Atom Optics


Principal Investigator

Craig Savage

Department of Physics and Theoretical Physics,

Faculty of Science

These projects are providing the theoretical groundwork for current and future experiments in
atom optics. We worked towards three major goals during 1997:
1) Modelling the ANU atom diffraction experiment,

2) Understanding the theory of the atom laser,

3) Modelling dilute gas Bose-Einstein condensates.



r62,u57 - VPP, PC



What are the results to date and the future of this work?

Our modelling of atom diffraction is ongoing and has attracted condiderable attention from experimenters.

We have made major progress towards understanding the atom laser. This is a device analogous to the optical laser, but which produces a coherent beam of atoms, rather than of light. The atom laser is much more complicated than the optical laser, and hence computational methods are essential for solving the atom laser equations.
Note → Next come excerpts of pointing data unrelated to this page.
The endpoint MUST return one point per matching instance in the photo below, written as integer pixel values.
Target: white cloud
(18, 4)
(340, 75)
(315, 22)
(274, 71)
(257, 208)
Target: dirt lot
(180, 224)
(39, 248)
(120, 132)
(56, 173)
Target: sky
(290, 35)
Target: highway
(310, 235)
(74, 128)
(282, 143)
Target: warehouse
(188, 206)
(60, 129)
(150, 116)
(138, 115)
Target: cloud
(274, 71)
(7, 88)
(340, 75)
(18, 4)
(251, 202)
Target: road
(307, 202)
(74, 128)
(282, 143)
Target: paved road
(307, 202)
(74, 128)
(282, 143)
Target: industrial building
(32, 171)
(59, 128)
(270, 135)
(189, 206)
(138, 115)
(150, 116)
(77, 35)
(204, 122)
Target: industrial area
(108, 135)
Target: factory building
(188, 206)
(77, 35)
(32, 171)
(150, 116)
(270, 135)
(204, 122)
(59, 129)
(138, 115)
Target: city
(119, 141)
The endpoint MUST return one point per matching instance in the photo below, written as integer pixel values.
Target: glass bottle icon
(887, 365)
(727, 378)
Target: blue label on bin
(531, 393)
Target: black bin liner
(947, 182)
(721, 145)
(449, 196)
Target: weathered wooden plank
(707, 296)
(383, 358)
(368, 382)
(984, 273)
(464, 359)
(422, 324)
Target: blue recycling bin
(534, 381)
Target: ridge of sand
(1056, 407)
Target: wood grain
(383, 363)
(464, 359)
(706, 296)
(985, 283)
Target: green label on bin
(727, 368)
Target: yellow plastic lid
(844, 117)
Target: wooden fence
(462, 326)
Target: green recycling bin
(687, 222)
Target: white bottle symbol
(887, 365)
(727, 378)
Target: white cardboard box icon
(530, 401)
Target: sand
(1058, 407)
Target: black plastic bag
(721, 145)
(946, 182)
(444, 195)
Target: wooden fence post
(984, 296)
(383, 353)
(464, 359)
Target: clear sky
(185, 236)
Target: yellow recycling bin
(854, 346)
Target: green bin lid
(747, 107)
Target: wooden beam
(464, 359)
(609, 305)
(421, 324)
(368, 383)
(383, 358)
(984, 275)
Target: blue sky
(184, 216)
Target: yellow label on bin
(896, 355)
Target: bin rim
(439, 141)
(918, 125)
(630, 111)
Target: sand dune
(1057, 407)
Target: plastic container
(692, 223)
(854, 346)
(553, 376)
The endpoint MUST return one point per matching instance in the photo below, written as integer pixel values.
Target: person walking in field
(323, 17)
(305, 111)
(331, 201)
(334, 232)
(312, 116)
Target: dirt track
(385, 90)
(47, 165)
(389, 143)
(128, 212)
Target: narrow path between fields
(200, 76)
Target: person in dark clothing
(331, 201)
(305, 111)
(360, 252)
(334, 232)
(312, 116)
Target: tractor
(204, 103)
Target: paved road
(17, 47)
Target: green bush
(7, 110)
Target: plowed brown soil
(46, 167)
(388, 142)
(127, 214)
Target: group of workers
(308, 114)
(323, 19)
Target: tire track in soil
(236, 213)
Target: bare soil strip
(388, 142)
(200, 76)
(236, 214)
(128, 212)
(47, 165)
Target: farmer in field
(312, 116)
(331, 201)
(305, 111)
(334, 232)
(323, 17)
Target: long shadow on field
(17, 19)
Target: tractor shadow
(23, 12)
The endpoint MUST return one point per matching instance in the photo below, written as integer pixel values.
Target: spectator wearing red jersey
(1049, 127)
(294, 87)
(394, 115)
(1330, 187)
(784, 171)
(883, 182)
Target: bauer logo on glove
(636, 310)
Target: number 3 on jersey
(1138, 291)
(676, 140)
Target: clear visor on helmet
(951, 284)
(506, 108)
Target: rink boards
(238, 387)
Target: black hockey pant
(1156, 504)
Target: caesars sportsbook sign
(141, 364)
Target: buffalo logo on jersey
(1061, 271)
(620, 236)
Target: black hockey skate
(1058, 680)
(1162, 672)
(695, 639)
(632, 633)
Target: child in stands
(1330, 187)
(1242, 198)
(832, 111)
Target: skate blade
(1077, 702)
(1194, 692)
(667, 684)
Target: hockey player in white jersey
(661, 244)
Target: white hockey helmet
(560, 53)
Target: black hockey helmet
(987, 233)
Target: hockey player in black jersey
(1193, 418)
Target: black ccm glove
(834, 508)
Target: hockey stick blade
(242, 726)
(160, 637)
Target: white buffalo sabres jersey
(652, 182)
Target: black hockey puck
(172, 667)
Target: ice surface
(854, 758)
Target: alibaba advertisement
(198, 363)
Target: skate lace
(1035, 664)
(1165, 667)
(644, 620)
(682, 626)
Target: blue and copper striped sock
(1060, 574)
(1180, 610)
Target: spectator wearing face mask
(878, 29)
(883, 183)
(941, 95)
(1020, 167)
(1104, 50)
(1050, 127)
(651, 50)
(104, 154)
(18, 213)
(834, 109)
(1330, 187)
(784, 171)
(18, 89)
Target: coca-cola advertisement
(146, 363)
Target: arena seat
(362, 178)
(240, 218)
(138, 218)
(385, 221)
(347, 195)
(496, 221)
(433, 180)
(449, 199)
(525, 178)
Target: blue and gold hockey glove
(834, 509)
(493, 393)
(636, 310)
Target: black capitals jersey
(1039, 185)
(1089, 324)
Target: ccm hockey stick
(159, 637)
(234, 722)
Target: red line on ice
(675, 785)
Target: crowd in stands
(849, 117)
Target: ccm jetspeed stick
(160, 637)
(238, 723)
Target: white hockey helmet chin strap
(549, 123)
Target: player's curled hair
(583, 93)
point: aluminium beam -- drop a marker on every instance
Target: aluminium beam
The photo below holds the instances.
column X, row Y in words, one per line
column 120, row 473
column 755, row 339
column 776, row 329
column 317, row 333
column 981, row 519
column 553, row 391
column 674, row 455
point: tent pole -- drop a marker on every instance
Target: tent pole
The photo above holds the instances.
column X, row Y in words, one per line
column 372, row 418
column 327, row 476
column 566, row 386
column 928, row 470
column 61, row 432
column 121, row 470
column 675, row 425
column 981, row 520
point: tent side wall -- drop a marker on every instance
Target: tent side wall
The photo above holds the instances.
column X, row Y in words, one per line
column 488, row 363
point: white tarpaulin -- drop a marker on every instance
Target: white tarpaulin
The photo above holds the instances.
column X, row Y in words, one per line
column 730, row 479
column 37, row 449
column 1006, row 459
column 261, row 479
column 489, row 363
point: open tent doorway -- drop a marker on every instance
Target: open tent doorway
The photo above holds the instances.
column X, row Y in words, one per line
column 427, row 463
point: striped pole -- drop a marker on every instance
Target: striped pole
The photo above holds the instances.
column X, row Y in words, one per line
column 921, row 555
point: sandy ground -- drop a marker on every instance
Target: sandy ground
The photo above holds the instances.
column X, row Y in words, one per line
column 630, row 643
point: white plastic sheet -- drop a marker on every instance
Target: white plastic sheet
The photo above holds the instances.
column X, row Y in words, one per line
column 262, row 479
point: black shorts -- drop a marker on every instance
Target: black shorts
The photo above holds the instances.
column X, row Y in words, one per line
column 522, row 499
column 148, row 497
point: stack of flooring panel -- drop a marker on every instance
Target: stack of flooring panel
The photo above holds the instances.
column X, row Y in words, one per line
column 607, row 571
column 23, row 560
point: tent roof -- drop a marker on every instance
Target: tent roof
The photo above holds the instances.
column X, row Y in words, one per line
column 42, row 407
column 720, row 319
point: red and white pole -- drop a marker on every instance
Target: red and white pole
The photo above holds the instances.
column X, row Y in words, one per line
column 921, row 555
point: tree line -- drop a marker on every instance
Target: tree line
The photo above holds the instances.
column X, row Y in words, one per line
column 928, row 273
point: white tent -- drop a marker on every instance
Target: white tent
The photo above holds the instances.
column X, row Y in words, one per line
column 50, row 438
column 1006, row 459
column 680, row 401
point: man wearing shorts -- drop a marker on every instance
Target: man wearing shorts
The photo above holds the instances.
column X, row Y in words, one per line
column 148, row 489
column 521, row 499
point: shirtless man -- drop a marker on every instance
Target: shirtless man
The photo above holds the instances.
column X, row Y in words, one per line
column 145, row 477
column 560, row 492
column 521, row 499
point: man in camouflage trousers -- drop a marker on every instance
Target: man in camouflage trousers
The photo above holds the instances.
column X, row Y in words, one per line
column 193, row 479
In 1997 we started modelling the next generation of ANU atom optics experiment: the production of dilute gas Bose-Einstein Condensates. These are a new phase of matter that exists only at nano-Kelvin temperatures. We are focussing on the properties of double condensates.

What computational techniques are used?

We use a wide variety of computational techniques. Our atom diffraction and quantum trajectory codes are home made. However much of our work involves, as the central computation, the solution of large systems of ordinary differential equations.


G. Moy, J. Hope, C. Savage, The Breakdown of the Born and Markov approximations for atom lasers, Physical Review A, in press (1998).

G. Moy, C. Savage, Output coupling for an atom laser by state change, Physical Review A, 56, 1087-1090 (1997).